Артём задержался ещё на какое-то время. Он подумал, что вот совсем недавно, и недели не прошло, как он видел этого самого Семёныча, слушал, как тот читал стихи, а сейчас человека уже нет. Зароют завтра в землю и всё. Жил-жил и нет, не живёт больше. А остальные живут, и те, кто обманул его и, по сути, подтолкнул к такому страшному шагу, тоже живут. Едят, разговаривают, смеются, может, даже радуются, что вот облапошили растяпу деревенского. «Интересно, этот обман уже случился тогда, когда Семёныч пришёл поздно вечером в дом Петра? – подумал Артём. – С чем он приходил? Просто выпить лишнюю рюмочку? Или горе своё залить? А может, поделиться хотел, помощи попросить, да так и не решился? Или не было тогда ещё этого обмана, и обмывал он радость свою, что покупатели на сруб нашлись?»
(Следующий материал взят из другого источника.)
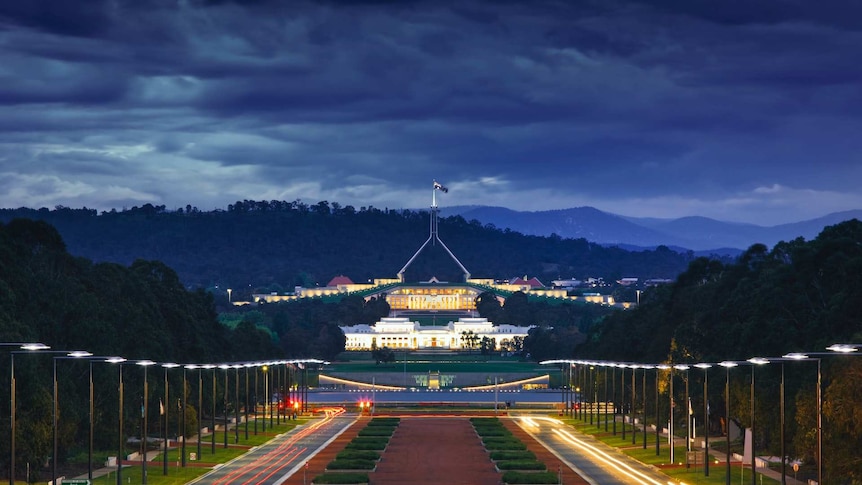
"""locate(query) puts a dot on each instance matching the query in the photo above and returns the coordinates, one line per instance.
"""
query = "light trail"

В доме Артём сел возле чуть тёплой ещё с утра печки: он немного продрог, пока они разговаривали с Петром.

– Дядь Ген, так вот что – тех, кто обманул этого Семёныча и к петле подтолкнул, тоже любить? Тоже к ним по «агапэ» относиться? Сострадать, ценить и сочувствовать? – Он достал сигарету и приоткрыл топочную дверцу.

Дядя Гена снова вздохнул и присел рядом:

– Что я могу тебе сказать? Только то, что уже раньше говорил: не можешь светить, так хотя бы не загораживай свет. Согласен, любить таких сложно, особенно нам, простым смертным, а не святым, которые, наверное, и к таким бы с любовью относились. Но я тебе говорил уже, что любовь эта к душе, а не к оболочке. Вот это самое сложное – видеть в человеке душу, каким бы он ни был. Её любить, ей сочувствовать, её жалеть.

– Да, я помню, ты говорил. – Артём вертел в руках сигарету, не зажигая её. – «Богу – богово, а кесарю – кесарево». Только так это сложно – делить отношение к человеку на «богово» и на «кесарево».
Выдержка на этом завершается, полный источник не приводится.